I was stunned after more than an hour in the Little Rock Central High School Historic Site and Visitor Center. It gave me a history lesson I never fully got in school about the integration in 1957 of an all-white high school by nine African American students three years after the Supreme Court’s landmark Brown v. Board of Education ruling. Listening to the stories of the Little Rock Nine, I was both inspired by the students and horrified by the inhumane behavior of white people.
However, something deeply disturbing happened as we watched the hourly film showing of Nine from Little Rock just before we left the center.
Before the film begin, a park ranger explained that the 1964 short documentary, which won an Academy Award, was commissioned by the United States Information Agency (USIA) as propaganda during the Cold War. I’ve since learned that the USIA, established in 1953, became a critical part of foreign policy during the Cold War using propaganda and diplomacy to positively showcase the United States.
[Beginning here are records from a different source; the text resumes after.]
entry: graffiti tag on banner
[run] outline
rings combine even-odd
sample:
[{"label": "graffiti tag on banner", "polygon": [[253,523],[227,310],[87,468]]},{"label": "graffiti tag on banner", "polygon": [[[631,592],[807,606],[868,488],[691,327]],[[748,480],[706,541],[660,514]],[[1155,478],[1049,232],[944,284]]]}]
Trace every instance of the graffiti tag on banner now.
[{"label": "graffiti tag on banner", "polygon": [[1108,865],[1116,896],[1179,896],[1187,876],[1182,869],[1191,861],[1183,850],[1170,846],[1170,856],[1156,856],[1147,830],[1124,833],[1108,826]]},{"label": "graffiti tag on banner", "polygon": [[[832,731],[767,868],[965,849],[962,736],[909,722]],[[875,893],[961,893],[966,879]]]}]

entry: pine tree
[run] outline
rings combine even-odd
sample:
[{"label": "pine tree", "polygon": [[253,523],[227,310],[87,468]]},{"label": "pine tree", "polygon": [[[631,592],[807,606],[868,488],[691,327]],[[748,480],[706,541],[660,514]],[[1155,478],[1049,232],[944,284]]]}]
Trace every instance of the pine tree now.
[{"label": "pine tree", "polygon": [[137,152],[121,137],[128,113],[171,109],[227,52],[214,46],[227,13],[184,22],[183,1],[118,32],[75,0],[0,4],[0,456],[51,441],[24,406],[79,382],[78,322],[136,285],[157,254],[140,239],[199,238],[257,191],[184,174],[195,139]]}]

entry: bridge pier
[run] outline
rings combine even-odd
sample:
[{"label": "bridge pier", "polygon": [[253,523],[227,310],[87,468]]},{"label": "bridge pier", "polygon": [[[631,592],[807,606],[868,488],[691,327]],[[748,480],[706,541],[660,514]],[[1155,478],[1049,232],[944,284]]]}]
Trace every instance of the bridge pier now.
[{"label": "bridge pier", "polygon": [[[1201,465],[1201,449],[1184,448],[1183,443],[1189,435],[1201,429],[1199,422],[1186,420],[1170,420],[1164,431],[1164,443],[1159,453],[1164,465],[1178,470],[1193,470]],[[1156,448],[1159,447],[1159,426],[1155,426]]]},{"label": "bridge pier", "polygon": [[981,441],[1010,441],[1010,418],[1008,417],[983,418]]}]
Here’s where it gets problematic. If you just see the film and don’t know all of the history, you’d think the integration of Central High happened fairly easily with the wonderful support of federal troops on September 25th. What it completely leaves out of the telling is the horrendous days from the first attempt to integrate on September 4th. It doesn’t show Governor Faubus having the Arkansas National Guard bar the entry of the students. It doesn’t tell about the threatening mobs every day, injuries to reporters, and the protestors spitting, shoving, and name-calling of the students. It gave the impression that, yes, we had a bit of a challenge in America, but we handled it so well. It erases the reality of the challenge of fighting oppression.
As we went to leave the museum, the same ranger asked us what we thought about the center. I hesitated, “The center information was great. However, I found the film disturbing.” I explained how people who didn’t know the full history would get a very sanitized version of a horrific time. It didn’t seem right to me to show this film at the center. He asked if his explanation at the beginning of the film was helpful. I acknowledged it was helpful to know how the film came to be made but shared my concern that it continues to whitewash the reality and miseducation people.
“Well, I’m glad to hear you say that,” he said, cautiously. He was a Black man. I said I was concerned it contributes to people believing we live in a post-racial world.
He told us how a white woman earlier in the day had apologized to him for what happened. I said, in jest, “because you represent all Black people”. He nodded and continued, “She also said that things were so much better now.” I responded sarcastically, “because we are in a post-racial world?” and my husband added, “because we have a Black President.”
He then said, “People like you make my day.” I was reminded of the daily cost of whitewashing on people of color.
I’m going to write a letter to the National Park Service expressing my concerns.
And I’m going to remember the Black park ranger who, day after day, is subject to ignorant and painful remarks from people who look like me, and like me, were never were taught the true history of our country. We were taught propaganda about Native Americans, Black people, Chinese people, Japanese Americans, Mexicans, and more people who were not white.
The antidote to propaganda is to ask critical question about information we are given. Who is framing the information? Who does it benefit? Slavko Martinov, producer of a documentary, Propaganda, advises, “Question everything. . . Taking apart what you are sold, information, is the antidote to propaganda: you take everything apart, and start asking questions about it.”